Hong Kong people seldom entertained at home, but when they did they gloated over their appliances and their toys: they were spenders, they hated treasures, they loved gadgets. As refugees they valued portable property most of all, things they could stuff into bags and flee with. But Hung's drab place was what Bunt had always imagined China to be like: fiercely frugal, stinking of cabbage and fried noodles and cheesy feet, where people sat upright in hard chairs in their underwear.

"Ah Fu left the restaurant with you."

"Did you observe us leaving?"

Bunt hesitated, and before he could think of anything to say Hung was attacking.

"See?" Hung said. "You are very much mistaken."

Bunt was on the point of telling him that Mei-ping had seen them leave in a taxi, but he thought better of it. Better to keep her out of it.

"Perhaps Ah Fu visited her family in China."

"She was afraid of going there. She wanted to emigrate to Canada."

"That's it then," Hung said. "She has left for Canada. She is young. Young people are not always reliable."

"She worked for me," Bunt said. "She was never absent, never late."
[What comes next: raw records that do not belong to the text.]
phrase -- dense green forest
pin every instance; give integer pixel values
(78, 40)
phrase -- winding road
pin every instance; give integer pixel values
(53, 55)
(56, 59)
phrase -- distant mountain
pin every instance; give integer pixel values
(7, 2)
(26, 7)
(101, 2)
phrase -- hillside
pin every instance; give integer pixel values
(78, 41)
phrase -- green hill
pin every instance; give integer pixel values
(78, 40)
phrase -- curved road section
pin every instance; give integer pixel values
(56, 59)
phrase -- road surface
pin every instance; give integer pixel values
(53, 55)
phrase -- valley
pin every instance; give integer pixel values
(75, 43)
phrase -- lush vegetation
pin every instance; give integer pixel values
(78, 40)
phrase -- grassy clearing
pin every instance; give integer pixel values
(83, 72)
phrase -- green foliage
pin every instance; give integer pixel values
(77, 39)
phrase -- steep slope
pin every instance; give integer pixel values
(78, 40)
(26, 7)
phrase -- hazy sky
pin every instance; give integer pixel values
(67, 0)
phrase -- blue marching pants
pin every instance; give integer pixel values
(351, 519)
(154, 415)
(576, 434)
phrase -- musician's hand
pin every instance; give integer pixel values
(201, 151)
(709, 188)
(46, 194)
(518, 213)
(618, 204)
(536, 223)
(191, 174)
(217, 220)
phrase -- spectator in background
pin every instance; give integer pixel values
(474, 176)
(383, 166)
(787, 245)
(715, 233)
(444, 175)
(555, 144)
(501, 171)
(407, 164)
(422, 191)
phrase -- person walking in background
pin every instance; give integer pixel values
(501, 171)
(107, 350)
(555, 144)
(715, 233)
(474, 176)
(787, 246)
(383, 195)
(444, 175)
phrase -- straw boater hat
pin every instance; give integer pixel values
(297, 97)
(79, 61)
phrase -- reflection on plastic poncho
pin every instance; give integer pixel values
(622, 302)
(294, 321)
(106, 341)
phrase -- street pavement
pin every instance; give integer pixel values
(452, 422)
Hung had not stopped smiling, though it was his windblown expression, squinting into a gale.

"Who is inquiring about her?"

"I am."

"But you said 'we're wondering.'"

Bunt stared at him.

"Please sit down," Hung said.

Instead of doing so, Bunt put his hands on his hips and said, "If she's missing, it's a matter for the police."

"That is not a good idea," Hung said. "The police would only make trouble."
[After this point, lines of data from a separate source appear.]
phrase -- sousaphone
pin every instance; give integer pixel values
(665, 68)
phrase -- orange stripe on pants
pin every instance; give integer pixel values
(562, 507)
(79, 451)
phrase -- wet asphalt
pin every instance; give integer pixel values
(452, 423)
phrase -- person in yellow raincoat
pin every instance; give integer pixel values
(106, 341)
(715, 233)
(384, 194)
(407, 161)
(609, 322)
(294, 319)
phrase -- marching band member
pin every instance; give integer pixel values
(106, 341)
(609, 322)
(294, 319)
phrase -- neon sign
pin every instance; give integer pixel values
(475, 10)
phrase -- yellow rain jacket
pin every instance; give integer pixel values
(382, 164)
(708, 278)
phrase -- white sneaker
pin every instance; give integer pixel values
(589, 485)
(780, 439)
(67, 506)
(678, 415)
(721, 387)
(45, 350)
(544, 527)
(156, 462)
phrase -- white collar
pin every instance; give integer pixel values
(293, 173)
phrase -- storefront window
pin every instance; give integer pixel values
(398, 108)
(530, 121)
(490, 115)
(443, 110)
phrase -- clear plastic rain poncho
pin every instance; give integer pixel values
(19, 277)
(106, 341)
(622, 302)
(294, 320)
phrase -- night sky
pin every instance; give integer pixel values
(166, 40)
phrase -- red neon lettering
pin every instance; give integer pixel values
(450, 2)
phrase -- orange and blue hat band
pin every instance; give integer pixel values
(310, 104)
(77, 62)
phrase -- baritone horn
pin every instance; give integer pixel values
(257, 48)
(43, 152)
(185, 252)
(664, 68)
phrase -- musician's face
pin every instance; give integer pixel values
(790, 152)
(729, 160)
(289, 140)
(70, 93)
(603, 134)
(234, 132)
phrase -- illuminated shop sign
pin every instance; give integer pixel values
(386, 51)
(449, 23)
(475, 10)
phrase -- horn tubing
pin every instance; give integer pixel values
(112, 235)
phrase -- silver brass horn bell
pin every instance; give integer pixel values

It annoyed Bunt to hear Hung say the very words he himself had said to Mei-ping.

"Trouble for you."

"Trouble for us."

"Something might have happened to Ah Fu," Bunt said, and took a step closer to Hung, who did not move.

Hung said, "In the course of a police inquiry they would look into your business. Your records and mine. They would discover that we have started a new company in the Cayman Islands and that money was being transferred in a manner that was highly questionable. You see?"

But Bunt was already protesting. "I don't have to sell to you!"

Still talking calmly, Hung said, "And your mother might find that dreadfully inconvenient."

Bunt was silenced. He hated that tone, its arrogant presumption, hated it most because he was sure that Hung was right. His mother's Chinese nature said,
Don't get involved.

The way in which Hung had peeled the chicken feet and picked out the stringy tendons and gnawed at the yellow shanks; the slant of his lips as he stuffed his mouth with chicken breast and spoke of trussing the birds with string; the
I want to eat your foot
and the tantrum over the bitter melon; the abruptness with which he had poked a piece of cheap jade into Ah Fu's mouth—it all came back to Bunt as he faced Hung, and the logic in it was like a warning prelude to a violent crime.